Adobe Systems has launched a major initiative aimed at creating a unified platform for rich Internet applications (RIAs) that crosses PC, mobile, set-top box and other consumer electronics. The Open Screen Project will rely initially on Adobe Flash Player but will add support for AIR (Adobe Integrated Runtime) as that runtime environment becomes available beyond PCs.
The Open Screen Project has backing from a hoard of companies from across the TMT (telecoms media technology) spectrum. These include ARM, Chunghwa Telecom, Cisco, Intel, LG Electronics, Marvell, Motorola, Nokia, NTT DoCoMo, Qualcomm, Samsung Electronics, Sony Ericsson, Toshiba and Verizon Wireless as well as content providers, including BBC, MTV Networks and NBC Universal.
Adobe is delivering several important building blocks for The Open Screen Project. These include making Flash Player and AIR license free, publishing device porting layer APIs for Flash Player as well as the Flash Cast delivery protocol, and removing restrictions on the Flash media formats SWF and FLV/F4V. Despite its name, Open Screen Project is not an open source initiative.
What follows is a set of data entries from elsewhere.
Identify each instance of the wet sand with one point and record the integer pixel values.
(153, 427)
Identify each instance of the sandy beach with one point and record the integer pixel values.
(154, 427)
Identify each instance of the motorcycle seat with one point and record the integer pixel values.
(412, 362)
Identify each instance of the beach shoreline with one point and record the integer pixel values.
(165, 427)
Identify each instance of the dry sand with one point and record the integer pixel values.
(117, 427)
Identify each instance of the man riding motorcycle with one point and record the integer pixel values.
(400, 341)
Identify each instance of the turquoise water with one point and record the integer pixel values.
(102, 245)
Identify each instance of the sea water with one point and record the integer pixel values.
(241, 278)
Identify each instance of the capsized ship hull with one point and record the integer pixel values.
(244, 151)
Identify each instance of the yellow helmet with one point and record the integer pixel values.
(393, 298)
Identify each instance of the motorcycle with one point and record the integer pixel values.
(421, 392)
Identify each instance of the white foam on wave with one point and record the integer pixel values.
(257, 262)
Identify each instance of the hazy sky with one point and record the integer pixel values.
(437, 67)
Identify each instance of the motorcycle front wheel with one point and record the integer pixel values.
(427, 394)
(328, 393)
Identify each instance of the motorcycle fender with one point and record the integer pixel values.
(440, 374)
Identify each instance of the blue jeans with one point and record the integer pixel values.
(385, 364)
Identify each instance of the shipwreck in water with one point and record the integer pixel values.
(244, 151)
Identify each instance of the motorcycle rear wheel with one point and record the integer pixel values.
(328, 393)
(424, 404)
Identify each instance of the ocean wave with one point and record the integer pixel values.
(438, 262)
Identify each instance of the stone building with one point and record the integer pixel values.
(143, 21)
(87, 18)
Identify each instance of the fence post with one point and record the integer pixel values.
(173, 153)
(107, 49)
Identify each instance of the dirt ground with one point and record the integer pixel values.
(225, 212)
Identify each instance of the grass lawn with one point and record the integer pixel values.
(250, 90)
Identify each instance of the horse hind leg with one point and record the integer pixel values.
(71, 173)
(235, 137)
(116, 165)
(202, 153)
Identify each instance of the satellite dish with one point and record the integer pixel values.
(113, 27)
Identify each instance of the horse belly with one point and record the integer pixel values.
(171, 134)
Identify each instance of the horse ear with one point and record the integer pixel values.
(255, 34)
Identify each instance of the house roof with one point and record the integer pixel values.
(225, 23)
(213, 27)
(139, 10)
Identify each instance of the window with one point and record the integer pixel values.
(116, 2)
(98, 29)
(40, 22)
Adobe really needed to do this. Microsoft has recently replaced Adobe's cross-device, cross-platform RIA musings with something more concrete. It has not only ported its rival Silverlight technology to Windows Mobile but Nokia will be supporting Silverlight across its device portfolio (except the low end).
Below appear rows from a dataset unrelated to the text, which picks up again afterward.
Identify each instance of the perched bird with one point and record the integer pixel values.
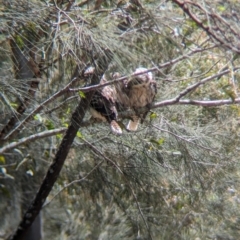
(136, 92)
(102, 106)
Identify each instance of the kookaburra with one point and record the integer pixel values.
(102, 106)
(136, 92)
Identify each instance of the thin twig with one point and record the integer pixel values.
(32, 138)
(40, 107)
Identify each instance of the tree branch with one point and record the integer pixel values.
(54, 169)
(32, 138)
(40, 107)
(184, 6)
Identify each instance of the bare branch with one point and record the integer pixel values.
(40, 107)
(153, 69)
(209, 30)
(32, 138)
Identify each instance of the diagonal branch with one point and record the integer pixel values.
(54, 169)
(184, 5)
(39, 108)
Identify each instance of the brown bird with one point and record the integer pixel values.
(136, 92)
(103, 106)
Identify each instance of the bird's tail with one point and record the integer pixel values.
(116, 129)
(133, 124)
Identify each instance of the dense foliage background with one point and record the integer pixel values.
(177, 177)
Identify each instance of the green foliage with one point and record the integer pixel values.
(177, 176)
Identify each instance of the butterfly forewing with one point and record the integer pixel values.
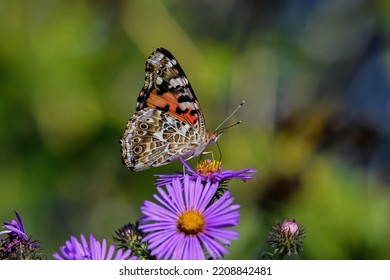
(168, 122)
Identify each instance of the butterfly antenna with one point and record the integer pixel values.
(239, 106)
(220, 152)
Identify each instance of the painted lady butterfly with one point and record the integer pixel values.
(168, 122)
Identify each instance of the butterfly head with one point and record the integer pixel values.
(213, 136)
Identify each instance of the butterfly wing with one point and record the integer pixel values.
(167, 89)
(168, 122)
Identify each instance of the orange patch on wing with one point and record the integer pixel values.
(168, 98)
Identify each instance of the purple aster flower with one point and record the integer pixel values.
(208, 170)
(187, 223)
(15, 229)
(75, 250)
(17, 245)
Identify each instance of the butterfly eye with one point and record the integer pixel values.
(144, 126)
(138, 149)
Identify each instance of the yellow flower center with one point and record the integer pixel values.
(191, 223)
(208, 167)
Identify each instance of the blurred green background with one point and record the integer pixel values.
(315, 77)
Moreover, where Flash has suffered a degree of fragmentation in its different guises across devices, Silverlight appears a much more consistent RIA framework for multiple device categories from the outset.
Open Screen Project is clearly a means for Adobe to counter this perception and to re-establish itself at the center of the pervasive RIA agenda. However, we still need to see a clear timeline for introduction of AIR on other devices to feel as confident in Adobe's prospects as we currently do in Silverlight's.
While Ovum believes there is room for both Adobe and Microsoft in this market, and we believe that OEMs will adopt a multi-approach strategy to RIA, it is clearly more one for Adobe to lose than for Microsoft to win. This is simply due to Redmond's ability to leverage its own device software platforms (Windows XP and Vista, Windows Mobile, Windows CE, Xbox 360) as Trojan horses for Silverlight, although unusually for Microsoft, Silverlight is intended as truly cross-platform.
Adobe, on the other hand, needs to convince its OEM partners not just to consider its technologies within a particular device category (as mobile phones, set-top boxes etc.) but to convince them that they should do so widely in order to further the ambitions of content providers, the wider TMT industry and end users.
That's much harder to do. But the backing of Open Screen Project by multiple chip and content providers is a good starting point. The fact that several major OEMs are also backing the initiative from the outset is also important and early indications are that device manufacturers are taking a flexible approach to RIA.
Ovum's only real concern is that Adobe avoids Open Screen Project becoming simply a sedate club rather than a motivated activist group, as it so often is the case with similar efforts.
The prospects for RIA across multiple devices is the subject of two upcoming Ovum reports: RIA in mobile and consumer electronics - impact analysis and RIA in mobile and consumer electronics - vendor landscape.